R0249-8 Concerning Tracts

::R0249 : page 8::

CONCERNING TRACTS

We have a few thousand tracts of Nos. 3, 4 and 5 which may be had for gratuitous distribution, by any who may write for them. No. 7 is not yet published. Other Nos. are exhausted.

We have a number of inquiries relative to tract No. 6, (written by Bro. A. D. Jones) asking whether the editor’s views are in harmony with those expressed in that tract. To which we answer that it is quite possible for different persons to have somewhat different ideas regarding the manner of the unfolding future, though they be entirely agreed with reference to the work of the past, present and future. We are for instance, not much in sympathy with the idea that the „Perihelion of the planets” is to bring „a carnival of death,” and for this reason have refrained from mentioning the harrowing details furnished by astrologists as the probable result. It may be that such a dreadful scourging is to come upon the world so soon, but from our understanding of prophecy we expect that the carnival of moral pestilence, spiritual famine, and death will come first, upon the nominal church—the sort of „pestilence” and „arrows” referred to in Psa. 91 from which nothing will shield but the „truth.” (vs. 4.)

But while we do not expect such literal plagues, we do not venture to gainsay the astrologers and their predictions; it is possible that both astrology and scripture may be correct concerning the coming events, but our confidence and sole reliance is on the latter.
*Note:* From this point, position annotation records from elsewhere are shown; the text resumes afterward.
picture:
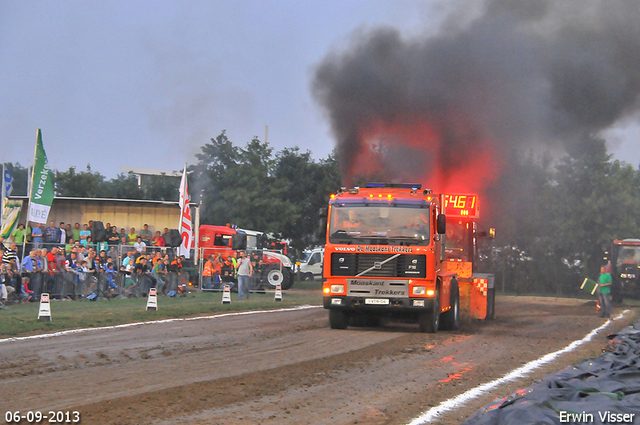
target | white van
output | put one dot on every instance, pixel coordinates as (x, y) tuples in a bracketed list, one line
[(311, 266)]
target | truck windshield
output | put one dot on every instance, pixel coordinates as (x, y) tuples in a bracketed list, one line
[(629, 255), (379, 224)]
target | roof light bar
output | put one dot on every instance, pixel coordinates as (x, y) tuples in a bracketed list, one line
[(395, 185)]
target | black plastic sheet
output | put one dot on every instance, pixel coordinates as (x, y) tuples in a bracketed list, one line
[(597, 391)]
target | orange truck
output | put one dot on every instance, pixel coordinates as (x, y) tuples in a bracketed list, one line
[(386, 255)]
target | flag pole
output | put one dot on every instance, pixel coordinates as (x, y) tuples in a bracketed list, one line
[(3, 192), (30, 191)]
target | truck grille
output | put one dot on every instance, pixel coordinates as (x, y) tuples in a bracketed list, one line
[(351, 264)]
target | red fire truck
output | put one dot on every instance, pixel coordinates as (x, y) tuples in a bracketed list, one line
[(275, 267), (386, 254)]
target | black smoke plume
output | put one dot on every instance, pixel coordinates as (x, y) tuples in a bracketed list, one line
[(521, 76)]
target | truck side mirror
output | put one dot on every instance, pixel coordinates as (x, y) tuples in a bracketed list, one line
[(441, 224), (239, 242)]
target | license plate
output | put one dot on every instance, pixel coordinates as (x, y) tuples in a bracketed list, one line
[(376, 301)]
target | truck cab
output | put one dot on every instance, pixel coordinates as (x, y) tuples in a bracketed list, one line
[(384, 256), (625, 269)]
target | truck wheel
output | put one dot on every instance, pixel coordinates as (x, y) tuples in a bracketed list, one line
[(338, 319), (429, 320), (274, 276), (451, 318), (289, 278)]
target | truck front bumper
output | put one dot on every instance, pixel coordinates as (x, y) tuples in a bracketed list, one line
[(361, 304)]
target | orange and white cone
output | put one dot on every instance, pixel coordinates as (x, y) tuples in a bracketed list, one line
[(226, 295)]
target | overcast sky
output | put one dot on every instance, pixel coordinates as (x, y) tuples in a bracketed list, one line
[(147, 83)]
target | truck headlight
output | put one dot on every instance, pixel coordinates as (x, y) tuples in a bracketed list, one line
[(419, 290), (337, 289)]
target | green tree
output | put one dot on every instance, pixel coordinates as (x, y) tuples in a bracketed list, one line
[(161, 188), (255, 189)]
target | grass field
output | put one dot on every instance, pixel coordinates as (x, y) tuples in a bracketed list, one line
[(22, 319)]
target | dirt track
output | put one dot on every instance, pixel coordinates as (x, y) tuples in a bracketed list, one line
[(288, 367)]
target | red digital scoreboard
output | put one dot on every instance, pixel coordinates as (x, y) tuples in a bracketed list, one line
[(461, 205)]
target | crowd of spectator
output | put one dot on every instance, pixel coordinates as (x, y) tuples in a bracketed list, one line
[(67, 262)]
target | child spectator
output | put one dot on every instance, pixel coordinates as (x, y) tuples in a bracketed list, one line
[(84, 234)]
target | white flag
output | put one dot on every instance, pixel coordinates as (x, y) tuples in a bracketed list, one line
[(7, 182), (186, 229)]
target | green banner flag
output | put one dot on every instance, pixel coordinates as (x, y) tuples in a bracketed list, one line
[(10, 216), (41, 186)]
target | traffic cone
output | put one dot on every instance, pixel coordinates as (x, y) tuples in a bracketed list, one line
[(45, 308), (226, 295), (152, 301)]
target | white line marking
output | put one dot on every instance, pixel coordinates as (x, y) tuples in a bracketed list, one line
[(457, 401), (153, 322)]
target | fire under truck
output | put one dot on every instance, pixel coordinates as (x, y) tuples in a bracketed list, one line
[(387, 254)]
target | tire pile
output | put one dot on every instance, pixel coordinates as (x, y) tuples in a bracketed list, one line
[(607, 385)]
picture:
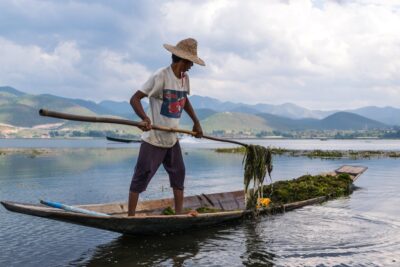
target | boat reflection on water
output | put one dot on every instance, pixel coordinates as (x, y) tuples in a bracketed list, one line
[(191, 248)]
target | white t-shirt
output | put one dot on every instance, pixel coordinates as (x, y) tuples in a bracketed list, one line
[(167, 97)]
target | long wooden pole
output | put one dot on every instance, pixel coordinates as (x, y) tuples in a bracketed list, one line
[(66, 116)]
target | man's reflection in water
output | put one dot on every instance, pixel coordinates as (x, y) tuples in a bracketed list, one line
[(256, 248)]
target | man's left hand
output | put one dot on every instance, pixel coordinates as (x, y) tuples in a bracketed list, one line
[(198, 130)]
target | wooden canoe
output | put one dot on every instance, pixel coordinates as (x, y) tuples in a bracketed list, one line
[(148, 219)]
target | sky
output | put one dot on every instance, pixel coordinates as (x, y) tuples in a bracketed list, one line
[(316, 54)]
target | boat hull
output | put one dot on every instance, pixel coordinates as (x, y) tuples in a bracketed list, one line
[(148, 219)]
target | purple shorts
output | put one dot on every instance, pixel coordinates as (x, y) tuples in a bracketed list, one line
[(150, 158)]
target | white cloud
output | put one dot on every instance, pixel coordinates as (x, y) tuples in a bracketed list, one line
[(319, 54), (69, 72)]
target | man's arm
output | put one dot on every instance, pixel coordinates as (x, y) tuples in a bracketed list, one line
[(196, 124), (138, 108)]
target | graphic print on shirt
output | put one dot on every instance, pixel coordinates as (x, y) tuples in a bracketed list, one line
[(173, 103)]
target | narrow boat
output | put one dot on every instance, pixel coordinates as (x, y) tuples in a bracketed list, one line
[(148, 219), (122, 140)]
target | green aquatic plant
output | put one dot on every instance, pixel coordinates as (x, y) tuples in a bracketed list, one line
[(257, 163), (307, 187), (168, 211)]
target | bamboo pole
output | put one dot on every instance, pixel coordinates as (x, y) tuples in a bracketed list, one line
[(66, 116)]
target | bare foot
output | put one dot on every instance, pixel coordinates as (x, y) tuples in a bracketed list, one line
[(193, 213)]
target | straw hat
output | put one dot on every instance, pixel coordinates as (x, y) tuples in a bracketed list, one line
[(186, 49)]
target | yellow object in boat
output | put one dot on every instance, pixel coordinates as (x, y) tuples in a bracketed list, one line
[(263, 202)]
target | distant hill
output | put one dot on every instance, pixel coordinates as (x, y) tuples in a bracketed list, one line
[(233, 121), (21, 109), (387, 115), (349, 121)]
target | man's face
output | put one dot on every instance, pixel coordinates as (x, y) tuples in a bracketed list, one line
[(186, 65)]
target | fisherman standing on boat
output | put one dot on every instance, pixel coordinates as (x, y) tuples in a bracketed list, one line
[(167, 90)]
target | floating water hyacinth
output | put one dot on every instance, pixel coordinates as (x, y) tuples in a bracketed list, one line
[(257, 163)]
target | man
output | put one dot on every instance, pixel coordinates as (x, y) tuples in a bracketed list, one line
[(167, 90)]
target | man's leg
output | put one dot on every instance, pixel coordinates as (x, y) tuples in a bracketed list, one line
[(133, 198), (149, 159), (178, 199), (174, 165)]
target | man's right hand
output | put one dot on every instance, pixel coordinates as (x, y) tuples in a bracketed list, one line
[(147, 124)]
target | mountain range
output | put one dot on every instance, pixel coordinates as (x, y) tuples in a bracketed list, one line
[(19, 109)]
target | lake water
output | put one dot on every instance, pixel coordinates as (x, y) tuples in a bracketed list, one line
[(360, 230)]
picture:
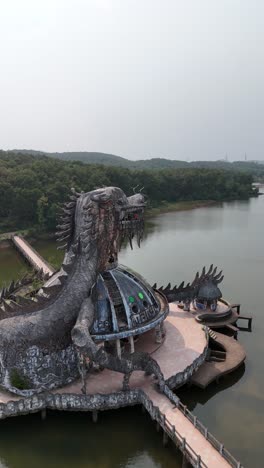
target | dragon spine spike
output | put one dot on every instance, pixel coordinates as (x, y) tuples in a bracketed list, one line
[(214, 271), (61, 247), (218, 275), (70, 205), (218, 281)]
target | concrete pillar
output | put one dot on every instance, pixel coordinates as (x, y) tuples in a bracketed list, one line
[(185, 463), (118, 348), (158, 334), (165, 439), (132, 345), (95, 416)]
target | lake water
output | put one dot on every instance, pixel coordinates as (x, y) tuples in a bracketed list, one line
[(176, 246)]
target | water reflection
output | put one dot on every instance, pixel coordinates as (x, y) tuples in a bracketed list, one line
[(176, 246)]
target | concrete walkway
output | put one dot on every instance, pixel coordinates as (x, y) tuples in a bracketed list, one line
[(32, 256)]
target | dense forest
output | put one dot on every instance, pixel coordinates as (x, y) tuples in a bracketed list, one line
[(254, 168), (32, 187)]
To compare notes we suggest that Scripture indicates that the nominal church is to be given over to tribulation and be shown no favor from October of this year; and every thing seems ripe for just such a thing: On the other hand the astrologers began as far back as 1871 to predict what would occur in 1880 and 1881. But though the largest planet Jupiter has already reached the point of perihelion (more than nine months ago) and though Jupiter and Saturn were in conjunction six months ago, yet there is nothing except unusual rain storms thus far to justify the awful pictures drawn.